I know, I'm not making it any easier to decide. ;)

OpieGoneBad 11-30-2012 08:13 AM

Below about 30 degrees F most heat pumps are ineffective and supplemental heat is required.

mikegp 11-30-2012 09:49 AM

Any thoughts on hydro air systems? They heat water that is pumped to a coil unit that the air blows through. Is it efficient to have water traveling while losing heat along the way?

tylernt 11-30-2012 10:32 AM

Quote:

Originally Posted by mikegp (Post 1063600)
Any thoughts on hydro air systems? They heat water that is pumped to a coil unit that the air blows through. Is it efficient to have water traveling while losing heat along the way?

A lot of commercial buildings are heated this way -- heated or chilled water pumped to remote air handlers. The water pipe is well-insulated, so while there is a little loss, it shouldn't be huge. Probably comparable to air ducts, which are seldom perfectly sealed.

Water systems can actually be more efficient for long duct runs, as water holds way more heat per cubic unit of volume than air does. I.e., you need less electricity to pump the same number of BTUs using water. And it's quieter. And the pipes are smaller, easier to route through walls and floors than ductwork.

ToolSeeker 11-30-2012 03:36 PM

Electric portable heaters are by far the most expensive way to heat any thing. I live in Fl and have a heat pump and hate it. When your thermostat calls for heat the fan kicks on and blows cold air till it warms up so when it's cold it's like turning the A/C on. Then as stated when the temp drops below 30 you have a large electric unit by the air handler that has to make up the warm air. Then if it gets cold enough that you turn the thermostat up more than 2 degrees the aux. unit kicks on. Kinda defeats the purpose of getting rid of electric heat. I would call a good HVAC man in your area and have him come check the size and efficiency of your existing unit.

ddawg16 11-30-2012 03:49 PM

Quote:

Originally Posted by OpieGoneBad (Post 1063524)
Below about 30 degrees F most heat pumps are ineffective and supplemental heat is required.

Not exactly accurate....

http://en.wikipedia.org/wiki/Heat_pump
Quote:

When there is a high temperature differential on a cold day, (e.g., when an air-source heat pump is used to heat a house on a cold winter day of 0 C (32 F)), it takes more work to move the same amount of heat to indoors than on a mild day.
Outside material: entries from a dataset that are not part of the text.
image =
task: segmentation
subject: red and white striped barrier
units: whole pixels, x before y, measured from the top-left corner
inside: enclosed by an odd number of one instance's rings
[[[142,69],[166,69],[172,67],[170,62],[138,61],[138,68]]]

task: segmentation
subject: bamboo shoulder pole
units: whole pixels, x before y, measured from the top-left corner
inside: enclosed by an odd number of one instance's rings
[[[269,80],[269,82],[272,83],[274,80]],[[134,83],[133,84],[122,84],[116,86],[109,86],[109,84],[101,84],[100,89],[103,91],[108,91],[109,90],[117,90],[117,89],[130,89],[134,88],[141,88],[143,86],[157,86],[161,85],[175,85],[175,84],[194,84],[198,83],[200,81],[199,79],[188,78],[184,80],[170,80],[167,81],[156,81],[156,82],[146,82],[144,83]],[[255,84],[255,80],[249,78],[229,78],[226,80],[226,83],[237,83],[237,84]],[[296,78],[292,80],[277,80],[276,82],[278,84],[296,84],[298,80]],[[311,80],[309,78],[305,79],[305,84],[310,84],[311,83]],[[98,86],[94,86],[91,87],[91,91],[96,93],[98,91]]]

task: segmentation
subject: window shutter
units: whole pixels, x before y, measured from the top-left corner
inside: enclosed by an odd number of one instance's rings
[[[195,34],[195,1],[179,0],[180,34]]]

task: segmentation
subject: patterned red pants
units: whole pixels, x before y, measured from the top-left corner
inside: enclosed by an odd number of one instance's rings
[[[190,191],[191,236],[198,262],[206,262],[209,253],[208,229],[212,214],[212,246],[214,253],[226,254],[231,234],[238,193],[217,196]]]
Ultimately, due to Carnot efficiency limits, the heat pump's performance will approach 1.0 as the outdoor-to-indoor temperature difference increases for colder climates (outside temperature gets colder). This typically occurs around −18 C (0 F) outdoor temperature for air source heat pumps.
In other words....above 0 F, a heat pump can produce more heat than the equiv amount of current for an electric resistive heater....

The OP lives in KS....yea, it gets cold...but rarely down to 0 F. Hence, on average, a heat pump would cost less to operate.

tylernt 11-30-2012 04:12 PM

Quote:

Originally Posted by ddawg16 (Post 1063763)
The OP lives in KS....yea, it gets cold...but rarely down to 0 F. Hence, on average, a heat pump would cost less to operate.

A heat pump would certainly be cheaper than an electric furnace, sure. However you could have a scenario where an "inefficient" nat. gas furnace burning X therms of cheap gas to make 50,000BTU could be cheaper to run than an "efficient" heat pump consuming Y kWh of expensive electricity to move that same 50,000BTU.

Maybe such a scenario is unlikely, but it doesn't hurt to calculate it. It's all about $ per BTU.

SPS-1 11-30-2012 06:40 PM

What do you mean that you would have to "convert over" for a newer furnace/AC ? Are they saying your ducting would have to be re-created?